Apr. 4th, 2011 07:29 am

Pain sucks

textualdeviance: (Beardy Connor Not Amused)
[personal profile] textualdeviance
And what sucks more is feeling like I can't do anything about it because no one's going to take me seriously.

As I mentioned, in addition to the other midsection weirdness (which still isn't wholly resolved), I've been dealing with icky ladybits stuff lately.

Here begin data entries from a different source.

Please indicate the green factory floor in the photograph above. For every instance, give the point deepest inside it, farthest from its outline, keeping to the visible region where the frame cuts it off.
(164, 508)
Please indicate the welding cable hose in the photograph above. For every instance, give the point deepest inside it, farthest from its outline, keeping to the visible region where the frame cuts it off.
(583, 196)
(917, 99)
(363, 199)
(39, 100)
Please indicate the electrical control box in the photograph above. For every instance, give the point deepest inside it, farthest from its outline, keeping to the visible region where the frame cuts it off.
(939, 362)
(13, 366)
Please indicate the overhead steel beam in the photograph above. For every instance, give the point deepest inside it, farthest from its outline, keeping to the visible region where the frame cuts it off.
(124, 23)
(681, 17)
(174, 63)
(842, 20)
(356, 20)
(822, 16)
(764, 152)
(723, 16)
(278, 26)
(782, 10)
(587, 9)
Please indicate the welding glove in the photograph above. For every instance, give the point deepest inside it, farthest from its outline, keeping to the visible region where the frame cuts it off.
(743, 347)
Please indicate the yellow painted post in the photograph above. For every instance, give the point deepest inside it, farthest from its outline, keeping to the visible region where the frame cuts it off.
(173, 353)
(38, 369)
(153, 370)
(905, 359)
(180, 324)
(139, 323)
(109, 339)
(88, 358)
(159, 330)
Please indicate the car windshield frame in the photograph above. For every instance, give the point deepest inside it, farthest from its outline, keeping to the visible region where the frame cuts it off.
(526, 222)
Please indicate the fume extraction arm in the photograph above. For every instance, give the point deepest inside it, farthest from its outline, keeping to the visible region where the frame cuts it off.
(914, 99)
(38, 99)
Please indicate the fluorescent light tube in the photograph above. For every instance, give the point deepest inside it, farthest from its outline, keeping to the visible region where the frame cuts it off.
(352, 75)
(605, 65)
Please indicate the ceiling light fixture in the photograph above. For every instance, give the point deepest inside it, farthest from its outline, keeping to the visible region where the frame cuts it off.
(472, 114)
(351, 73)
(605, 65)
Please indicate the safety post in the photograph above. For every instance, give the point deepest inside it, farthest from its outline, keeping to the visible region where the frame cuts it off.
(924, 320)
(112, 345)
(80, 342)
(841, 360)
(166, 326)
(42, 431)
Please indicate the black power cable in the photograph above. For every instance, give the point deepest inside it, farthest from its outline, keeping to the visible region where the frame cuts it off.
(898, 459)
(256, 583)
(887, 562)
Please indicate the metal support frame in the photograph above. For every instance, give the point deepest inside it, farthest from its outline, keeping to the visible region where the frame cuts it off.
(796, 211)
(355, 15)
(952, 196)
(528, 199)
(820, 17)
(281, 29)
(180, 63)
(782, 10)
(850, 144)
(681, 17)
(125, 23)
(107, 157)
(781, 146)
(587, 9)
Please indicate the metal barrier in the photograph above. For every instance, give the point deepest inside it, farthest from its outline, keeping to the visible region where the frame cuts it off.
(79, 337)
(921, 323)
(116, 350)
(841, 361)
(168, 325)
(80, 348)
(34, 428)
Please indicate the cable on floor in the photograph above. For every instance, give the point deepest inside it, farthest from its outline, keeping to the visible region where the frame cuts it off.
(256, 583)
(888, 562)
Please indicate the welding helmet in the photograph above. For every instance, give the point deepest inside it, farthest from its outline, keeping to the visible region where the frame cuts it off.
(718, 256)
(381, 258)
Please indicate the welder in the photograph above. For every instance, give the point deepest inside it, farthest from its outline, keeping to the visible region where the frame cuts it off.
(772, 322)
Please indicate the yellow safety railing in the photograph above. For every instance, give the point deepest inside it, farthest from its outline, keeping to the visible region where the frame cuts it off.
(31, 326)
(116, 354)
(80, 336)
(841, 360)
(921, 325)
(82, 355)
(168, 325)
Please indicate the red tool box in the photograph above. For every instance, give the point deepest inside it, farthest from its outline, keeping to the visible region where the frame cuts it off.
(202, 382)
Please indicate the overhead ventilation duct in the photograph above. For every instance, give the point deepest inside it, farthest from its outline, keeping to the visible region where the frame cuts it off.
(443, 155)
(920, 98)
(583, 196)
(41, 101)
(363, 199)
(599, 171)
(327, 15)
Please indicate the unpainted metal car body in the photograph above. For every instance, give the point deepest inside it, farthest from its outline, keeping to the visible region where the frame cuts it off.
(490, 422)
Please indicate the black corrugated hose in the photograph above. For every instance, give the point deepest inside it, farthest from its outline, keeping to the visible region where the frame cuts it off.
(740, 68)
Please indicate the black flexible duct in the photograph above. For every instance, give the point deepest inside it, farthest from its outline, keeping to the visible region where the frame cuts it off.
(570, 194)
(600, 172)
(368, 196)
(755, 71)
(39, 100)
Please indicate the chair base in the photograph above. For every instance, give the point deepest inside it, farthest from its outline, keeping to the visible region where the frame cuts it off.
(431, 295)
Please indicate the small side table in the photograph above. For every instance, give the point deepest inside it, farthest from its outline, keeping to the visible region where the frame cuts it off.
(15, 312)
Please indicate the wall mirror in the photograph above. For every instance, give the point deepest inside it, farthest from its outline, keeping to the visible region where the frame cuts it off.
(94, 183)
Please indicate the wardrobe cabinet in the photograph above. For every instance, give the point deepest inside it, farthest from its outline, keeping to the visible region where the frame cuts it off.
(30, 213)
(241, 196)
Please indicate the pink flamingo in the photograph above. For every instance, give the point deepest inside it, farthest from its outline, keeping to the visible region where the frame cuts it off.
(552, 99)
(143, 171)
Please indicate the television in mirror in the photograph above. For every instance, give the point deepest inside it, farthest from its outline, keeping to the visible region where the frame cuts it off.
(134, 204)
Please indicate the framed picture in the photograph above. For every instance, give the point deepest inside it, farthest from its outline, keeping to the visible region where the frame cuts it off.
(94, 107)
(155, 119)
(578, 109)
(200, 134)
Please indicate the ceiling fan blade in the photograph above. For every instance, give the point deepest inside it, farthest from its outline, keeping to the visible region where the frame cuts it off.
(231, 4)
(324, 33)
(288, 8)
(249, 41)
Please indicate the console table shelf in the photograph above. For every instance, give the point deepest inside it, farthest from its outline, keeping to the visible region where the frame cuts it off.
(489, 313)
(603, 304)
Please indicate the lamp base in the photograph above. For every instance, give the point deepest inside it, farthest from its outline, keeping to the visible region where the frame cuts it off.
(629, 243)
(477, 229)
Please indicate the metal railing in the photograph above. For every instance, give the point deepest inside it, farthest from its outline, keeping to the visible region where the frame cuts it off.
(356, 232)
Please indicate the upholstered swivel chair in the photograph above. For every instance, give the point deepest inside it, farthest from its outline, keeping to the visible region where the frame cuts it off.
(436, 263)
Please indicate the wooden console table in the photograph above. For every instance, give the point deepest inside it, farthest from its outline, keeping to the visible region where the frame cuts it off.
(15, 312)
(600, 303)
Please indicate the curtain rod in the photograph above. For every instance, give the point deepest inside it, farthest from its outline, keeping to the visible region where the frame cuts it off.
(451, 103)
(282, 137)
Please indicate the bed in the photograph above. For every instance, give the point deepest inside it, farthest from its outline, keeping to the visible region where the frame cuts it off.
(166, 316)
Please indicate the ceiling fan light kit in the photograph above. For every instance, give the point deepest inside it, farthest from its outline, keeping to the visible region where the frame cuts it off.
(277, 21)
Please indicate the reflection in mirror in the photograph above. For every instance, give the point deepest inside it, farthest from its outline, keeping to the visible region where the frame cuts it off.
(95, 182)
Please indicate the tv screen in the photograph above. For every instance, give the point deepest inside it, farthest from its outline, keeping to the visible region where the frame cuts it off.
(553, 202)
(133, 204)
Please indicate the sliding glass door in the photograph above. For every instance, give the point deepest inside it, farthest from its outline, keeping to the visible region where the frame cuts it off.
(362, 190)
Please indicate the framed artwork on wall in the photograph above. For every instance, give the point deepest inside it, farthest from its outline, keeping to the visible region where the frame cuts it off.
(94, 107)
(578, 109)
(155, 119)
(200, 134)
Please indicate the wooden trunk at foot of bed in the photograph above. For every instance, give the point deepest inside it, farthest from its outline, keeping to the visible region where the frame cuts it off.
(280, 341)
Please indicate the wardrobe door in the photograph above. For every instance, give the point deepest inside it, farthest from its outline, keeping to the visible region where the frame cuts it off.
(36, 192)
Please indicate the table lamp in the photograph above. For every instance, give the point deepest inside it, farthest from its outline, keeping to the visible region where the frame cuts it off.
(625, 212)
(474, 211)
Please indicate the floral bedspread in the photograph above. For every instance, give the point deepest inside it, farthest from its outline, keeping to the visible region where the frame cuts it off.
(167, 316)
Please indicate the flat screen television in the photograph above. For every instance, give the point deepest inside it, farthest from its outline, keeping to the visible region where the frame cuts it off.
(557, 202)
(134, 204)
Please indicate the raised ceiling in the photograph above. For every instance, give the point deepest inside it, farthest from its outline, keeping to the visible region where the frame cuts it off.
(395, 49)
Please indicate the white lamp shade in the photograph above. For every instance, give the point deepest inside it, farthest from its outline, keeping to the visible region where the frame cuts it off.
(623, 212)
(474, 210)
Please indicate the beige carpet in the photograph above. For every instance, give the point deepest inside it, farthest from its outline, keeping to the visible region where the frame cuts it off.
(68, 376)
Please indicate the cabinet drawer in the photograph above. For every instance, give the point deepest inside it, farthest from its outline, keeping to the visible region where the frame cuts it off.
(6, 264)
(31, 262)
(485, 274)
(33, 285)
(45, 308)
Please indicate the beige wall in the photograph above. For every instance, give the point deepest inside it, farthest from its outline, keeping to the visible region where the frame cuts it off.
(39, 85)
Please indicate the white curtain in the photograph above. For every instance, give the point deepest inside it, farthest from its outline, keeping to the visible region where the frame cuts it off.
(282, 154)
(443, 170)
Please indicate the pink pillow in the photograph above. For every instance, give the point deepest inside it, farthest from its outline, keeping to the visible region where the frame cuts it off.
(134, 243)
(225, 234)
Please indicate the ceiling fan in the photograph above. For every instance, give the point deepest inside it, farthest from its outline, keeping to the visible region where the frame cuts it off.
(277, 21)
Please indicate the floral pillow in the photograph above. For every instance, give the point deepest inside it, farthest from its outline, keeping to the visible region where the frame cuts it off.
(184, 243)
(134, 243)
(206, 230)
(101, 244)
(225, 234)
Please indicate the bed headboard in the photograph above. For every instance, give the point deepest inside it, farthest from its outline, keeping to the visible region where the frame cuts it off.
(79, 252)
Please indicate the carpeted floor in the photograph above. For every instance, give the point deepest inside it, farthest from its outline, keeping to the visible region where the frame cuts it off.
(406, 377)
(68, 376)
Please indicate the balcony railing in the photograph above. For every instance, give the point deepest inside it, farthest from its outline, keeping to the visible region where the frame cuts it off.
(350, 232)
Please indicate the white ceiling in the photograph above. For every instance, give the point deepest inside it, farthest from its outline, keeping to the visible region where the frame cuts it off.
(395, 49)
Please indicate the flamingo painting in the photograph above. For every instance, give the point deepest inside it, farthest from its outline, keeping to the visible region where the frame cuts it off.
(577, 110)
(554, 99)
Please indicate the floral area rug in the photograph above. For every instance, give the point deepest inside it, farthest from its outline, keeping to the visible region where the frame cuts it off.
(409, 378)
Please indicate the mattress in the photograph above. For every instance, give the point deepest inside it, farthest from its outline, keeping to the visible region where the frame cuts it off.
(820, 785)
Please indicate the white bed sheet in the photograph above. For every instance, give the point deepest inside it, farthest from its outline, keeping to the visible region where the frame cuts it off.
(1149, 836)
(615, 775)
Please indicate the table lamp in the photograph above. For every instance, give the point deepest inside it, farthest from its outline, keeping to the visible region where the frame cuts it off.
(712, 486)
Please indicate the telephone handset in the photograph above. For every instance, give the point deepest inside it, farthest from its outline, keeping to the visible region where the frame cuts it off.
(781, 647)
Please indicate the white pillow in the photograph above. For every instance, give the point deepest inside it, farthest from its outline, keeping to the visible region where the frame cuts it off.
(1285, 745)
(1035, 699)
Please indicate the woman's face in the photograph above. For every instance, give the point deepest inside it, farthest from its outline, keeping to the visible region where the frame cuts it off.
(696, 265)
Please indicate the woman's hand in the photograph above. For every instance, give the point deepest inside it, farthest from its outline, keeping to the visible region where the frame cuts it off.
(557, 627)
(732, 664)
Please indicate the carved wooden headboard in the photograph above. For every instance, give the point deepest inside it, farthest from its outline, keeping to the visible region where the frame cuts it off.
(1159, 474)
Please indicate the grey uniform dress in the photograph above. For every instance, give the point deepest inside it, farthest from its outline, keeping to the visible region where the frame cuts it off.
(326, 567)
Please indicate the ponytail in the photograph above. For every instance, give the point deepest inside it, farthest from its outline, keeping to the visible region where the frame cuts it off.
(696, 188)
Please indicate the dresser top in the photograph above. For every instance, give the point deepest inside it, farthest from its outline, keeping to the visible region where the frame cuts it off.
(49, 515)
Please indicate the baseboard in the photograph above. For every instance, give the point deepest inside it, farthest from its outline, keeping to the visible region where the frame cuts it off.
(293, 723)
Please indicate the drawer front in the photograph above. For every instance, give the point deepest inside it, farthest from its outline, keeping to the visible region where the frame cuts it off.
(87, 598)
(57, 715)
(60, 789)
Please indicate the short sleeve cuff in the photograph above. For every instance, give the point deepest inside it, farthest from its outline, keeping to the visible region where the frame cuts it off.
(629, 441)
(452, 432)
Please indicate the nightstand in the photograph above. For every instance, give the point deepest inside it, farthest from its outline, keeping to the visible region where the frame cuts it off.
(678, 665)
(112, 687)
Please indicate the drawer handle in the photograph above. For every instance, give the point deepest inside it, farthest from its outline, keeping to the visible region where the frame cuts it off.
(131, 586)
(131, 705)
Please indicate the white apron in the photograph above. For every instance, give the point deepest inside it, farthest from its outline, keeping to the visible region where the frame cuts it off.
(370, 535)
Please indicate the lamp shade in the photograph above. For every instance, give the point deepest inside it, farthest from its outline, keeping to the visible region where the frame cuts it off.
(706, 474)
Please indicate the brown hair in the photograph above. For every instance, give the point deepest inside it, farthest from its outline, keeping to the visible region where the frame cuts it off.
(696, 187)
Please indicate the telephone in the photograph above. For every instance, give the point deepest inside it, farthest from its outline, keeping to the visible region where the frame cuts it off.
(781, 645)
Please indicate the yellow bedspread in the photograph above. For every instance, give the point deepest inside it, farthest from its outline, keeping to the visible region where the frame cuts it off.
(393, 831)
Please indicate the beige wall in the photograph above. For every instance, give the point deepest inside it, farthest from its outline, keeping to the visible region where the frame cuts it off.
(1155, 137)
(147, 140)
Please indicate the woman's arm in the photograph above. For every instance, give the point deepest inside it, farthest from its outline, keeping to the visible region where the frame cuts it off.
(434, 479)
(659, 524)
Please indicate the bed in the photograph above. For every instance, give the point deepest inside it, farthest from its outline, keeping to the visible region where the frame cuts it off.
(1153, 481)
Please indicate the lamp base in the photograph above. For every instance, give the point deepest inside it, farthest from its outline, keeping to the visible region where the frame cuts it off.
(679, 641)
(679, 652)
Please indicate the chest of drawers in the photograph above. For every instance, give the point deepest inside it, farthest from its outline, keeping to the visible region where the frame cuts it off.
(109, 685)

I have an appointment with the new gyn (or, technically, one of their np staff) on Friday, but I'm not sure I can wait that long. A couple of days ago, I ran out of the progesterone, which wasn't actually making the (3+ months) bleeding stop, but slowed it to a tolerable level, and now things are back with a vengeance. The blood's just kinda pouring out of me at this point, and I'm in rather horrid pain. I broke down and have been taking some Advil here and there (even though I'm probably ruining my kidneys in the process), but it's only making a tiny dent.

So, I'm at a loss right now. I don't have a refill on the meds, so I can't just call those in and start taking them again. Not that they'd work anyway. And I'm in so much misery right now I can't really work. I had to go in last night for an event, and I barely made it through. I'm getting away with taking today off because of last night's thing, but I don't know what to do about the rest of the week. I could try to get my appointment moved up, but I'm afraid they'd laugh at me for asking. Even if I did get in, whatever they could do for me would take a couple of days to work, and I can't easily tell my boss why I need more time off. He's already been sounding less and less tolerant of the time I've taken off already (oh, and did I mention I don't get sick pay? Yeah. I lose money every time I'm out.)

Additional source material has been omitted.